In other words, if your application can scribble on the
frame buffer and *then* inform/invoke something that
moves that out to the physical display (via VNC or
whatever), then you can arrange for all of the parts
of the virtual display to be updated *before* anything
(RFB) tries to pass them along to the outside world.

If, for example, you *know* you are going to construct
an empty window and *then* paint some "controls"/contents
into it, it would be much more efficient for you to have
finished filling in the window *before* updating the
physical display.

>> You don't have to look at individual pixels.  For example,
>> in many text-based UI's, I present a layered window interface.
>> I.e., a hierarchy of menus implemented as pop-ups layered
>> atop each other.
>>
>> So, I *know* that the changes to any particular screen
>> image will be roughly rectangular in nature.
> 
> But how do you know there is no other change done by another
> application. Or do all applications draw into the framebuffer
> _and_ forward their doings to the vnc server? That would at
> least double the application overhead so at the end of the day
> you will be less efficient.

Let me explain how (my) curses implementation works
and you can see the parallel to a pixel-based frame buffer.

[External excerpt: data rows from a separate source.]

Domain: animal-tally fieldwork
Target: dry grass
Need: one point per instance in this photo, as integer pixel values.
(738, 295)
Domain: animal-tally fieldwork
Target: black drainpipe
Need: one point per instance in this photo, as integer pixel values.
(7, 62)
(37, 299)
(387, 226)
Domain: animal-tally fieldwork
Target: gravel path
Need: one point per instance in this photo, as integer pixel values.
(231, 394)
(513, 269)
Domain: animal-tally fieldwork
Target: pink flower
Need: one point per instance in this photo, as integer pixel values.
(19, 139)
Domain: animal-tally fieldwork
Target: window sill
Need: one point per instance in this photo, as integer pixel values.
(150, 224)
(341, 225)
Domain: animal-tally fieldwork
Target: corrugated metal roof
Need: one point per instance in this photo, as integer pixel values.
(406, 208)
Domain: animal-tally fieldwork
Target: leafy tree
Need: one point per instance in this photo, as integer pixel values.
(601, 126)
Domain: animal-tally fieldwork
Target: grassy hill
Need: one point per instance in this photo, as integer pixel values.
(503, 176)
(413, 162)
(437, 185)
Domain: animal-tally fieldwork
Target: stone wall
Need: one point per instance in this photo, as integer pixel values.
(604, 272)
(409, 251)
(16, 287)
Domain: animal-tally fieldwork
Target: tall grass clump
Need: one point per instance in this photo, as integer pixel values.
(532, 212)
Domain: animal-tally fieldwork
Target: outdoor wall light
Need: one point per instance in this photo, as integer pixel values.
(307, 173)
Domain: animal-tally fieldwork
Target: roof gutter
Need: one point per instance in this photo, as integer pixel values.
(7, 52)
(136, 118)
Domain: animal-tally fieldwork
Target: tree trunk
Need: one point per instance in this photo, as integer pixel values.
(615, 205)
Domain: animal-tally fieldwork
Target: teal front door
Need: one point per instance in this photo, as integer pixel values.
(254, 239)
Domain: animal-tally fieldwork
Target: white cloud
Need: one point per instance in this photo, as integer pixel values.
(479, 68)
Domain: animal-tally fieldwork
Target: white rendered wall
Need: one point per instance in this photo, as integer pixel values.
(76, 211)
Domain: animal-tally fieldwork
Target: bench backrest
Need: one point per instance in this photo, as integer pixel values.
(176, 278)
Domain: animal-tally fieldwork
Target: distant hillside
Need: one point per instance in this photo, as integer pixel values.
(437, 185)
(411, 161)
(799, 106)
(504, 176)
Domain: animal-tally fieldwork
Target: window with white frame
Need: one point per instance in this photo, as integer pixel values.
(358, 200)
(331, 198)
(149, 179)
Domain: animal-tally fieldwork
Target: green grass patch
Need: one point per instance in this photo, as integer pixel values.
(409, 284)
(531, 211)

The "virtual screen" is a two dimensional array of "cells".
Each cell is a (character, attributes) tuple -- attributes
being things like color, bold, dim, blink, underline,
invisible, etc.).  Forget how this is represented in memory.
Just pretend it's an array of "characters".

ANYONE (task/thread) who wants to send something to the display
uses the curses API to do so.  I.e., no one writes directly
into that array.  So, their are calls to let you write *a*
character (with attributes) at a particular place (row, column),
to erase a portion of the screen, etc.

We're dealing with text, typically.  So, you often pass
strings onto the screen.  I.e., an array of characters
placed at a particular position "on the screen".

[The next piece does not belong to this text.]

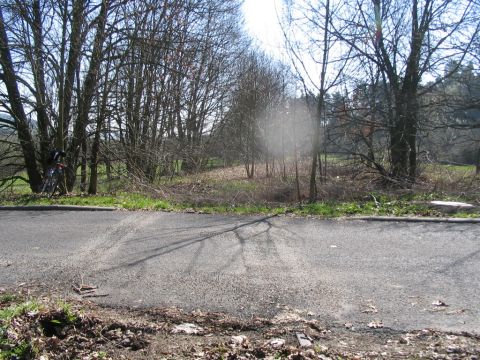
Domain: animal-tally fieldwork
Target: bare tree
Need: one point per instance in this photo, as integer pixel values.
(406, 41)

[note that the window system resides ON TOP of curses.
So, your task typically talks to the windowing API
which, in turn, talks to the curses API, etc.  At
least, that is how it is *logically* structured -- the
implementation blurs these layers to increase efficiency]

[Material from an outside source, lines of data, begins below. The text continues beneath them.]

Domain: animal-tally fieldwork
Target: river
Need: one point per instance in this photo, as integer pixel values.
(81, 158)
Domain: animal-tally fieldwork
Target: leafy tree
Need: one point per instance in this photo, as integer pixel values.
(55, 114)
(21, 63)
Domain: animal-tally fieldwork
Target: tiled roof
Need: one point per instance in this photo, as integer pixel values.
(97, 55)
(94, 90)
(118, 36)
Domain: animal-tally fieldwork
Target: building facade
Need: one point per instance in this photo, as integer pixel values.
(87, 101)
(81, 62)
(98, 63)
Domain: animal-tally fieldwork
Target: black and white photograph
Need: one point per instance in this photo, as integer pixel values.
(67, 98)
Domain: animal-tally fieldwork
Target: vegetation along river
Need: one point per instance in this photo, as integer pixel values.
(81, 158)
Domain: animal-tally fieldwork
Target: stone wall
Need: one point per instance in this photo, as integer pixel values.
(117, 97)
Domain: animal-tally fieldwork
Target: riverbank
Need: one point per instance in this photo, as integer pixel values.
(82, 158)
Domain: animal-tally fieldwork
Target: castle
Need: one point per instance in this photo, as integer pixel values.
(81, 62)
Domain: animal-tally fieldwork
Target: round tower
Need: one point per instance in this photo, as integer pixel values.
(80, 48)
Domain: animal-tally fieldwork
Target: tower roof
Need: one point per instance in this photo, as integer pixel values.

Anytime curses -- acting at the request of some task -- writes
into the virtual display, the manner of it's actions are
known (by the developer).  For example, the hook that lets
you write a string into the display writes from left to
right (d'uh!).  As such, it knows that the leftmost part
of the display that will be altered is that of the *first*
character that will be written.  The SECOND character will
never be to the left of the first one (this is obvious :>).
Nor will any of the subsequent characters.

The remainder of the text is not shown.